Com a Inteligência Artificial, que tem uma longa história, percebemos o alcance do dilema de Turing para o autor: não somos capazes de distinguir se quem responde às nossas perguntas do outro lado do muro é um homem ou uma máquina. Talvez porque seja possível, e nem sequer muito complicado, fazer uma máquina responder como se fosse um humano, derrubando mais uma barreira da ilusão da nossa excepcionalidade. Até aqui tudo está bem, as máquinas vão poder fazer medicamentos, ensaios literários, pinturas, edifícios, investigações, alguns textos, músicas, por aí adiante.
Aqui, o homem só tem uma vantagem, a sua imperfeição. Nós movemo-nos na imperfeição. Para o bem e para o mal. Não há por isso nenhuma razão para temer a revelação dessa imperfeição pela perfeição das máquinas. Bem pelo contrário, é na imperfeição que ainda existe a autonomia do humano. Para já. Quem faz autómatos e quem faz avanços na Inteligência Artificial, quer construir máquinas perfeitas, mesmo que nessa perfeição tente também mimetizar a imperfeição humana.

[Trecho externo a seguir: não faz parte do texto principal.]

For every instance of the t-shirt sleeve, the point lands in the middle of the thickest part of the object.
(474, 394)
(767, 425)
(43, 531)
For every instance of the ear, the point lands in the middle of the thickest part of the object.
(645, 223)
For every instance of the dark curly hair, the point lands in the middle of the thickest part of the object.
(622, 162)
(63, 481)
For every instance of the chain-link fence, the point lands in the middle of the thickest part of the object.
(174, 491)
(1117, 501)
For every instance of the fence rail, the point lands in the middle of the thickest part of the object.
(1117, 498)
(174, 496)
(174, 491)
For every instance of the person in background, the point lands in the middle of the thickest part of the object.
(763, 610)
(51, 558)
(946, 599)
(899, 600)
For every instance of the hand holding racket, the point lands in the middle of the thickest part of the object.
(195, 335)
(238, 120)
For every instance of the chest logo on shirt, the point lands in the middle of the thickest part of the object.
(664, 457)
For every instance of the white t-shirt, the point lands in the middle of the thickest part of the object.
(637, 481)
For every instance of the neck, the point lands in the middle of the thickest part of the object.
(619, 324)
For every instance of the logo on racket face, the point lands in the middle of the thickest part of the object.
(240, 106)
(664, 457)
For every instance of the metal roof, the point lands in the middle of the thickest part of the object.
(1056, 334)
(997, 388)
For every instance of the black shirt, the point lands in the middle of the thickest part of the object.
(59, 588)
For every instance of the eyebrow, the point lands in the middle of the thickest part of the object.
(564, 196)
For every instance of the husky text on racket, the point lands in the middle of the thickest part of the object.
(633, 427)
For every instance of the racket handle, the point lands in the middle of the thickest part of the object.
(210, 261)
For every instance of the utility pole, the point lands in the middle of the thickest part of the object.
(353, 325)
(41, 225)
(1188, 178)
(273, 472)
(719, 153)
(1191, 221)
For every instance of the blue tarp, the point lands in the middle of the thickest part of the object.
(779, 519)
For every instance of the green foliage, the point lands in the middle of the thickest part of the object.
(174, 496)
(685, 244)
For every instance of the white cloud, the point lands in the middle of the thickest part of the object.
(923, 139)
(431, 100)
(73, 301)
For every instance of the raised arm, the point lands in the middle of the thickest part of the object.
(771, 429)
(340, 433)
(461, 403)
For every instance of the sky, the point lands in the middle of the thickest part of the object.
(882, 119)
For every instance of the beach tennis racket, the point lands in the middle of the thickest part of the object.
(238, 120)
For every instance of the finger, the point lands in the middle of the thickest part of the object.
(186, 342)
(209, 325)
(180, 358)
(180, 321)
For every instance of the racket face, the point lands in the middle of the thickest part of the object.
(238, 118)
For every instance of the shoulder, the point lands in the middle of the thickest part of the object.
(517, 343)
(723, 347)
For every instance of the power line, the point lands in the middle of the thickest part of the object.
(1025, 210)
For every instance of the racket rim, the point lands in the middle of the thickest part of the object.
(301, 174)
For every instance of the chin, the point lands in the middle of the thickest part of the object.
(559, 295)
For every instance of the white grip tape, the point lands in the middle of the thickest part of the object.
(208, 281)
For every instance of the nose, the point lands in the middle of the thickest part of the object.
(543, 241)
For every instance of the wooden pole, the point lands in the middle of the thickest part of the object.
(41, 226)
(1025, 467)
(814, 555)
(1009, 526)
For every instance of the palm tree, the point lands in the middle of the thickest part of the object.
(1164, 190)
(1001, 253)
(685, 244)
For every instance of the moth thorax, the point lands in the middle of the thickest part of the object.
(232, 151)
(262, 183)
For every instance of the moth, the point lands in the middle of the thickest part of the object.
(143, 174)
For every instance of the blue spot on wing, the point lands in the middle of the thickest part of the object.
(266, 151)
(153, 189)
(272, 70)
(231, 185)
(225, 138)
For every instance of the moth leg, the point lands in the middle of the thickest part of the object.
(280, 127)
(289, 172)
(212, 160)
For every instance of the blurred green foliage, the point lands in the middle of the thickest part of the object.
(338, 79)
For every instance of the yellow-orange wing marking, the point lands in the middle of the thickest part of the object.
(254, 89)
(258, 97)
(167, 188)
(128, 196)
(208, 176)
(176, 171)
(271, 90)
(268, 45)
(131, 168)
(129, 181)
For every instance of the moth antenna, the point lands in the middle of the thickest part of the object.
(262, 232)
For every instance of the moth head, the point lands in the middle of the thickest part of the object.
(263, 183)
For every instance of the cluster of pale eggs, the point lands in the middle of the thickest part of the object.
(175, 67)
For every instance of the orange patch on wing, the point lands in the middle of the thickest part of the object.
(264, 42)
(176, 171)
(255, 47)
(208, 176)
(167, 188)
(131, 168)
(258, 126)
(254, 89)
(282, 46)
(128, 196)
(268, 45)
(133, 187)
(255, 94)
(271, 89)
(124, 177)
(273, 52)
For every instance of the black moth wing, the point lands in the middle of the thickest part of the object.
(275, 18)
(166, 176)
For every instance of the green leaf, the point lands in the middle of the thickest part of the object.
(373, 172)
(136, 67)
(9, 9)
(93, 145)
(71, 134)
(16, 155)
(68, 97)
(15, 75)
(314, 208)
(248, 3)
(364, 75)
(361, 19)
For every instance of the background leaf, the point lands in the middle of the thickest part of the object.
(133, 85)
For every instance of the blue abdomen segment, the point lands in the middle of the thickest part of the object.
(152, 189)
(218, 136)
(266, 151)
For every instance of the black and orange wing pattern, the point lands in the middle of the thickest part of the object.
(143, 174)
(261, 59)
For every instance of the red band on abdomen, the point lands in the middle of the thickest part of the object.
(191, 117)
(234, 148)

Mas ninguém vai controlar um aeroporto, projectar a orbita de um satélite ou de um míssil, andar num carro sem condutor, ou fazer um autómato militar, com imperfeição incorporada. Pelo menos, para já.

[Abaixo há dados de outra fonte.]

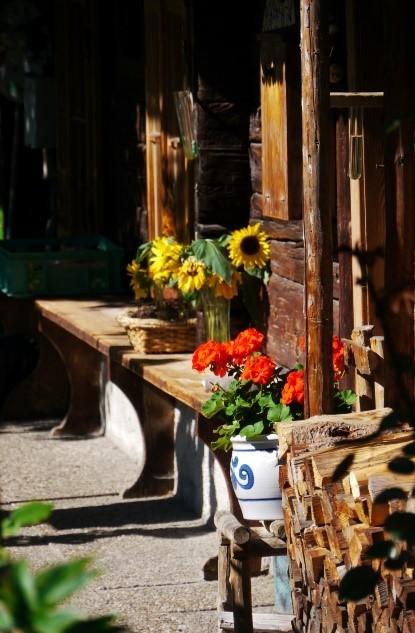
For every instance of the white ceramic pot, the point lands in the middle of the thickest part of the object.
(254, 475)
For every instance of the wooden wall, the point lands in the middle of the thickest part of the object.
(225, 87)
(286, 286)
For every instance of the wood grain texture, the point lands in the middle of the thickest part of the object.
(281, 175)
(94, 322)
(317, 216)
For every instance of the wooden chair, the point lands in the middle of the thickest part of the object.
(239, 546)
(364, 352)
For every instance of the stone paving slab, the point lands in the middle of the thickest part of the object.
(150, 552)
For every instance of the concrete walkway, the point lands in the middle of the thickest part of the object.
(150, 552)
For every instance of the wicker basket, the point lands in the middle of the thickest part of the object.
(155, 336)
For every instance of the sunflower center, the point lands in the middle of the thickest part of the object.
(250, 245)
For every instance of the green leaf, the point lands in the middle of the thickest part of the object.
(402, 465)
(383, 549)
(60, 581)
(409, 449)
(390, 421)
(252, 430)
(358, 583)
(210, 253)
(27, 514)
(24, 584)
(279, 413)
(389, 494)
(347, 396)
(343, 468)
(212, 406)
(51, 622)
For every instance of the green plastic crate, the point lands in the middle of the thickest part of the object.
(73, 266)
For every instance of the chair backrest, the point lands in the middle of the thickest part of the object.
(364, 352)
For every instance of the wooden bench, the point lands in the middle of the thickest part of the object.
(89, 339)
(240, 545)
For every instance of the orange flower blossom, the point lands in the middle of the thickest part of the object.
(213, 355)
(247, 342)
(293, 390)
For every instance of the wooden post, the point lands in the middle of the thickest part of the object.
(399, 187)
(317, 221)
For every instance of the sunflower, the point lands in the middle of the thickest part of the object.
(221, 288)
(164, 259)
(139, 280)
(191, 276)
(249, 247)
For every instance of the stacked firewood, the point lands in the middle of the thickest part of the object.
(330, 525)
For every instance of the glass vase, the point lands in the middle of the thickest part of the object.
(216, 315)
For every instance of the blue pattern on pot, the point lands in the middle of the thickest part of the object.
(254, 475)
(245, 474)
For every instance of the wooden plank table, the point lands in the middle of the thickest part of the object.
(86, 333)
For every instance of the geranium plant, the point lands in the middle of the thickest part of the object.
(260, 393)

Talvez a imperfeição seja a última ilusão da excepcionalidade humana. Para já, também os humanos são melhores máquinas imperfeitas do que os computadores e os autómatos, mas aqui chegamos ao segundo dos riscos: imperfeição é humana e como tal pode ser criativa ou devastadora. E a história mostra mais um rastro de crueldade e violência, de abusos e desigualdades, com os homens particularmente criativos para usar para o mal todo e qualquer avanço tecnológico. E é por isso que, nos chamados perigos da Inteligência Artificial, é para os homens que nos devemos voltar, porque são eles que vão, – estão, – a perceber primeiro do que todos como a podem usar em proveito próprio, das causas do dinheiro, da opressão e do poder. A ameaça não é a Inteligência Artificial mas as oportunidades que dão a humanos que estão no lado da manipulação, da exploração, da violência, da ditadura e da guerra, e de sociedades presas na facilidade, no engano, na arrogância da ignorância, no comodismo, na incultura, no falso igualitarismo que esconde o poder.
É contra esses que os autores e o seu trabalho, imperfeito que seja, ganham mérito e valor, usando também, para o bem dos homens, as enormes virtualidades de ter uma máquina a pensar connosco.